We’ve written a number of blog posts on how Database In-Memory behaves in a RAC environment but recently we’ve gotten a lot of questions regarding what happens if one of the RAC nodes should fail. So, I thought I would tackle this question today and point out a couple of other interesting aspects of running Database In-Memory on RAC in this post.
If you recall from part 1 of our RAC series each RAC node has it’s own In-Memory column store (IM column store). When a table is populated into memory in a RAC environment it will be distributed across all of the IM column stores in the cluster. That is to say, a piece of the table will appear in each RAC node.
Let’s take a look at an example using the LINEORDER table, which has 5 million rows in it and is approximately 550MB in size on my 3 node RAC cluster.
As you can see below, the INMEMORY attribute has been specified on the LINEORDER table but the IM column store on each RAC node is empty.
Remember, if you don’t specify the PRIORTY subclause when you apply the INMEMORY attribute to a table, then it won’t be populated into the IM column store until someone queries the table. So let’s do that now.
Approximately 1/3 of the LINEORDER table is now populated on each of the RAC nodes.
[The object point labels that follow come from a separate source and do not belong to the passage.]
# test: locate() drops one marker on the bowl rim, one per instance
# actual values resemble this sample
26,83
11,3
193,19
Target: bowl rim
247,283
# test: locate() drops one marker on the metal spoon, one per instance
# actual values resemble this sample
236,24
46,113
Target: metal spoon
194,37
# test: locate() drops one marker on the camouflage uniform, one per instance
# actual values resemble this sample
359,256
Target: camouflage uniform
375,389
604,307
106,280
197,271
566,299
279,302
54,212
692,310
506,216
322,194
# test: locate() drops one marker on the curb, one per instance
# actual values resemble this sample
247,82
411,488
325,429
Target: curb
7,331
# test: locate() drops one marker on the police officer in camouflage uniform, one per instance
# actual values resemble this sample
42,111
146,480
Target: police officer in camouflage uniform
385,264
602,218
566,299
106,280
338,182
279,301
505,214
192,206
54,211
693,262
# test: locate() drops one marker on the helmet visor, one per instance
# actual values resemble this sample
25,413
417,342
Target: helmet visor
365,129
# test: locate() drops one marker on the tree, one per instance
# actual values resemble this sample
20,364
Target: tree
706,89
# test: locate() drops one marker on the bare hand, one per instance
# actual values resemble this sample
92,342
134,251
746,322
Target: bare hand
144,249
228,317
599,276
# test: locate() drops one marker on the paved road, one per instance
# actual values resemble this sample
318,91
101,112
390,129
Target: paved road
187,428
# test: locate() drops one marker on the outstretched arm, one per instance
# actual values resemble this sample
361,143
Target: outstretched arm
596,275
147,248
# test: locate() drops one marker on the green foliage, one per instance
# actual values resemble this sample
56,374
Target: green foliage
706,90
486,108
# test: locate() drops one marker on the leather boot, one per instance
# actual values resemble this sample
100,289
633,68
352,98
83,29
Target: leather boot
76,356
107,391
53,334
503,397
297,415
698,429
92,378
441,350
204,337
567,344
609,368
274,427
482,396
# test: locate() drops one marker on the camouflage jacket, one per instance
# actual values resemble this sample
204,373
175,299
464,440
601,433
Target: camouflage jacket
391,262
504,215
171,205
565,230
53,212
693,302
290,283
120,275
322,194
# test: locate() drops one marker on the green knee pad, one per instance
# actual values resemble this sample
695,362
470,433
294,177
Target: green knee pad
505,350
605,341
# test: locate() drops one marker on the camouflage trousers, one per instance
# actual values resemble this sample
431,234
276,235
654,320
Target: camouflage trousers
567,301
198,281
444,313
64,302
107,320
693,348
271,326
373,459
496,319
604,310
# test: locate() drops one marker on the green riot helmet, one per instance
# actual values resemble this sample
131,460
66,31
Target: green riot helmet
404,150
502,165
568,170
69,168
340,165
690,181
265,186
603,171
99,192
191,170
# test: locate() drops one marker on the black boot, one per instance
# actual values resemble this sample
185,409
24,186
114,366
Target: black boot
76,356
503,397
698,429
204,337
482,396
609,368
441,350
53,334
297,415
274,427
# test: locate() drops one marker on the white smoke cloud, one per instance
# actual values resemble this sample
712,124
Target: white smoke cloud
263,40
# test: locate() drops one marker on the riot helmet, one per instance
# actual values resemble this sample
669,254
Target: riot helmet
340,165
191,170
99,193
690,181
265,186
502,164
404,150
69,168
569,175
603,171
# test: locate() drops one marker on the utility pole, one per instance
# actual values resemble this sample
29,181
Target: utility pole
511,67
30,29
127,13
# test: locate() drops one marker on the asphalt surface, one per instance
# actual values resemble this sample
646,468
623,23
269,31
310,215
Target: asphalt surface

You’ll notice that the BYTES_NOT_POPULATED column is not 0, even though the POPULATE_STATUS is COMPLETE. That’s because not all of the data for the LINEORDER table is populated on each RAC node. So, how do I know if the entire LINEORDER table got populated into memory?
In order to answer that question we need to look at a different view called gv$IM_SEGMENTS_DETAIL and compare the number of blocks in-memory on each node to the total number of blocks in the LINEORDER TABLE.
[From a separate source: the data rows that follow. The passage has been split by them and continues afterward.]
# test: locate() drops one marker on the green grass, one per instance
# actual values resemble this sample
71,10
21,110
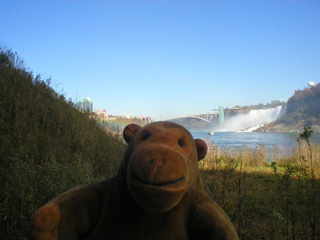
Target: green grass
47,147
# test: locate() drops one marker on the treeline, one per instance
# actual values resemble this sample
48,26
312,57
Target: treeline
304,105
46,146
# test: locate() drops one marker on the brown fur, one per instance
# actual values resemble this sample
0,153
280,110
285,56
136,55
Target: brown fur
156,194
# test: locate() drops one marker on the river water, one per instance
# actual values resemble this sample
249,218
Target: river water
251,139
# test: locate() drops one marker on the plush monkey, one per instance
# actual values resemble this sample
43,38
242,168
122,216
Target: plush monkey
157,193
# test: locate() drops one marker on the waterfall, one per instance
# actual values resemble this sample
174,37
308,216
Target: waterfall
247,122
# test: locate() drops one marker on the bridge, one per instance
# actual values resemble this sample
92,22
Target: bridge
204,117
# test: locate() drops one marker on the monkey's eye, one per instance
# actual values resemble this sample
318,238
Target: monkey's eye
181,143
146,135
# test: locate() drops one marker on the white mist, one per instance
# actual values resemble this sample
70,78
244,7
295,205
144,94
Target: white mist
252,120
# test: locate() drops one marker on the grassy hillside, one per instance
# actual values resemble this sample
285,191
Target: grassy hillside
46,146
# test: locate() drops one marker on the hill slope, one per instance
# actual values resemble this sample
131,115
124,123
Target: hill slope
46,146
303,108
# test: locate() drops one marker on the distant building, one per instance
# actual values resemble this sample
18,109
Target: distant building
102,114
128,114
85,105
278,101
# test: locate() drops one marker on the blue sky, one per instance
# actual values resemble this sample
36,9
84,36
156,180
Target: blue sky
167,57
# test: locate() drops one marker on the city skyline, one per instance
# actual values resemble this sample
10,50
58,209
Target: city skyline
167,57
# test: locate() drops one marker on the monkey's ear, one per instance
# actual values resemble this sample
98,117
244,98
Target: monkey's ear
201,148
129,131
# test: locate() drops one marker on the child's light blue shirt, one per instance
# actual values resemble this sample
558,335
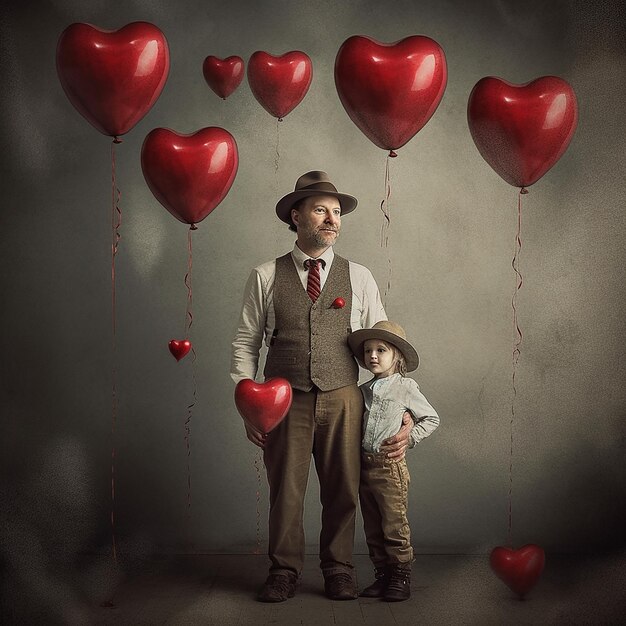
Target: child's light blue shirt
386,400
As you can see the LINEORDER table is made up of 69,381 blocks. 19,619 blocks were populated into memory on node 1, 21,202 blocks were populated into memory on node 2, and 28,560 populated into memory on node 3. Add these three values together and we see all 69,381 block from the LINEORDER table were populated.
19,619 + 21,202 + 28,560 = 69,381
But how does that correlate to the BYTES_NOT_POPULATED column that we see when we query gv$IM_SEGMENTS?
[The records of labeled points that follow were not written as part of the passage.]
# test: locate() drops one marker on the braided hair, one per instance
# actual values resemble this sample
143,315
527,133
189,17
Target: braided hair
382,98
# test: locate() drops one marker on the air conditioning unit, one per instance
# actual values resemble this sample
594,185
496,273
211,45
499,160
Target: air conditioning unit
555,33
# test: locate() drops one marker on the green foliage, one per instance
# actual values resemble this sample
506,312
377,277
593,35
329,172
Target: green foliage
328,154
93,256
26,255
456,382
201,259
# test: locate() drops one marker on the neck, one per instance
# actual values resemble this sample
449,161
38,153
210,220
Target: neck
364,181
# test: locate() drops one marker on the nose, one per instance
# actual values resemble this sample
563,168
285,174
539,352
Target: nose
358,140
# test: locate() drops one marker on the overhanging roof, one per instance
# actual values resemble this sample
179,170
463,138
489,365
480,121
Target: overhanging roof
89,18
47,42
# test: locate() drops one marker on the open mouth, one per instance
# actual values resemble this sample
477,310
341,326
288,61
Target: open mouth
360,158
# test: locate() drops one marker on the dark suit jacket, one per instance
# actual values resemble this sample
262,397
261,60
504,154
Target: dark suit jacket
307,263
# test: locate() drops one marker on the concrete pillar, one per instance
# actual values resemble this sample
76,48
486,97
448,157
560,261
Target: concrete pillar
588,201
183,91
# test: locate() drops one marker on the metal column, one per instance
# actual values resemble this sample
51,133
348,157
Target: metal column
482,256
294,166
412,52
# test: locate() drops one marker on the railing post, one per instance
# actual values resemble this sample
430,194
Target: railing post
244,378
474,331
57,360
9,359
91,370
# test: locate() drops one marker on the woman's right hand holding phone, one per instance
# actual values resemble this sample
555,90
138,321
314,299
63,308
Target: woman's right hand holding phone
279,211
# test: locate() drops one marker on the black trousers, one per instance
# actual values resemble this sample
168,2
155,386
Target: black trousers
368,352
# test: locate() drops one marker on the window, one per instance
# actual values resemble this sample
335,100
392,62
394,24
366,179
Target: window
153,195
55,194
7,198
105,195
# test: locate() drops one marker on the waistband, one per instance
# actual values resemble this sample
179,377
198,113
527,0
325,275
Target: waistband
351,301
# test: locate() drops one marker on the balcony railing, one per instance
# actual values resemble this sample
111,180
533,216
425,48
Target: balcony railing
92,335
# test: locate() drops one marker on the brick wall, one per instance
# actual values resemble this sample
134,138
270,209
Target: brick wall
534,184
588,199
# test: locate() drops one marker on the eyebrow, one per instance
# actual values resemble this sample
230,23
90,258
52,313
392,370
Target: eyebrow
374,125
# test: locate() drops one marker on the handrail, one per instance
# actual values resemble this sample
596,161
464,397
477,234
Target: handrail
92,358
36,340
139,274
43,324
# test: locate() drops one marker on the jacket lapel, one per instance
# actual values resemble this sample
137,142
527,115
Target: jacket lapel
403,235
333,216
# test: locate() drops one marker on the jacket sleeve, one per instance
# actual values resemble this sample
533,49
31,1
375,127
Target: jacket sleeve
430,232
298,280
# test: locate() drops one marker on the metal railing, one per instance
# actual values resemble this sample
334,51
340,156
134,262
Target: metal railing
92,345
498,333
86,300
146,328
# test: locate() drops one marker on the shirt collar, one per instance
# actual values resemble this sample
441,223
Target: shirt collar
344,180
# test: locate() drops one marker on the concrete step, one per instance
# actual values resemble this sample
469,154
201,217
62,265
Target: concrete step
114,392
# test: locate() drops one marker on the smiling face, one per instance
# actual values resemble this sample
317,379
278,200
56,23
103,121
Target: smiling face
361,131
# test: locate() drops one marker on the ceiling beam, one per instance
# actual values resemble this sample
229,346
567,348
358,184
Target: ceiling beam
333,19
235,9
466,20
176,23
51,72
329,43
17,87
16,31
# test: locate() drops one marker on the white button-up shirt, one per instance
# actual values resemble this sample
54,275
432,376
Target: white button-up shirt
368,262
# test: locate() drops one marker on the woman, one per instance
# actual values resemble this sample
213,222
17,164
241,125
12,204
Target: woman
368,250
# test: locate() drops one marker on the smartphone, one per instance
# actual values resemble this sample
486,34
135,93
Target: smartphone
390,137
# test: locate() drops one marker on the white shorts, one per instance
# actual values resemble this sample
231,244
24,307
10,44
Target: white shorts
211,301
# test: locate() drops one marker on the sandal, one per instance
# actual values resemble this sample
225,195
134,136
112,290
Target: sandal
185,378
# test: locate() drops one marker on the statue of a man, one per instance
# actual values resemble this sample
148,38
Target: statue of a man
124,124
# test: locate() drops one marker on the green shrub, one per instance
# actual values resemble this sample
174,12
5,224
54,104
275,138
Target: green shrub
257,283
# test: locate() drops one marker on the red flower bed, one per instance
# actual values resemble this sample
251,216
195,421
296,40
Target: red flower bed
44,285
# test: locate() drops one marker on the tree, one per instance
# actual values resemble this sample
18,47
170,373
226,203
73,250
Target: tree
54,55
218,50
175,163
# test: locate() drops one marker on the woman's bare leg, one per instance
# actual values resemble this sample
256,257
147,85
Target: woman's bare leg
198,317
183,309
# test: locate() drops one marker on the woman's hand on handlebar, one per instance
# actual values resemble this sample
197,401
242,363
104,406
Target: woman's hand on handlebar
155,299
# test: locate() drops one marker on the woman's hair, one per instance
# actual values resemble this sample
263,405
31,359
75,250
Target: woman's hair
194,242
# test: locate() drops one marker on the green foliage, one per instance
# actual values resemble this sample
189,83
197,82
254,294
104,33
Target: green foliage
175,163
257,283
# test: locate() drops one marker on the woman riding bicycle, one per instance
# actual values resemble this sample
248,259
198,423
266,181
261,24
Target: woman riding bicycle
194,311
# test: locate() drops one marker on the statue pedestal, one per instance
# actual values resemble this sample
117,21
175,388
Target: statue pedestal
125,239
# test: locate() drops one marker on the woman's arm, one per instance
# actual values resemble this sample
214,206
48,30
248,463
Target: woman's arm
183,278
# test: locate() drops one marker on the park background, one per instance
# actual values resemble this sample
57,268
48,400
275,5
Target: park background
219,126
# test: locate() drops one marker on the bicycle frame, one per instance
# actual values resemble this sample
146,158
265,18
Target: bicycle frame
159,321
A little more math is required to generate that value. If you subtract the number of blocks in-memory on a node from the total number of blocks in the LINEORDER TABLE and multiple it by the block size (8K in my case) you get the value in the BYTES_NOT_POPULATED column.
Note that I’ve been rounding up the bytes to MB to make my query output a little easier to read. But I digress; let’s get on with what happens when we have a node failure.
Let’s shutdown node 1 of the RAC cluster to simulate a node failure. If we look in gv$IM_SEGMENTS we see that 1/3 of the data is now missing for the IM column store.
This means that if I run a query on the LINEORDER table 1/3 of the data will have to be read from somewhere else, either the buffer cache, flash, or disk.
But if we were to wait 5 minutes after node 1 went down and then query the LINEORDER table again, what we will notice is the missing data is automatically populated into the two remaining RAC nodes, assuming of course there is enough free space in the IM column store to accommodate the additional data.
Once the population completes and we run the query again we see all of the data coming the IM column store on the two remaining RAC nodes and if we check gv$IM_SEGMENTS and gv$IM_SEGMENT_DETAILS after the population completes, we can see that all of the data for the LINEORDER table has been populated into the 2 remaining nodes in the RAC Cluster.
You may be wondering why we had to wait 5 minutes and also query the table before the automatic population of the missing data took place?
There is a 5-minute timeout in place just incase someone is simply bouncing RAC node 1 for maintenance. We don’t want to have to go to the trouble of populating the missing data on to node 2 and 3 only to have to rebalance the data again when node 1 comes back up.
The reason we had to query the table is because we didn’t specify a PRIORTY subclause when we applied the INMEMORY attribute to the table at the beginning of this post. As we saw above, you must access a table that does not have a PRIORTY specified to trigger a population.
Nothing will happen until we issue a query against the LINEORDER table, but once we do, the data in the IM column store will be automatically redistributed across the 3 RAC nodes.
So, there you have it. In-Memory on RAC will automatically populate missing data into the remaining RAC node(s) should a node go down. It will also redistribute the data across the RAC nodes when a new node joins the cluster. Remember, these steps will happen automatically if you have specified a PRIORITY on your tables or immediately after you query the table if no PRIORITY is specified.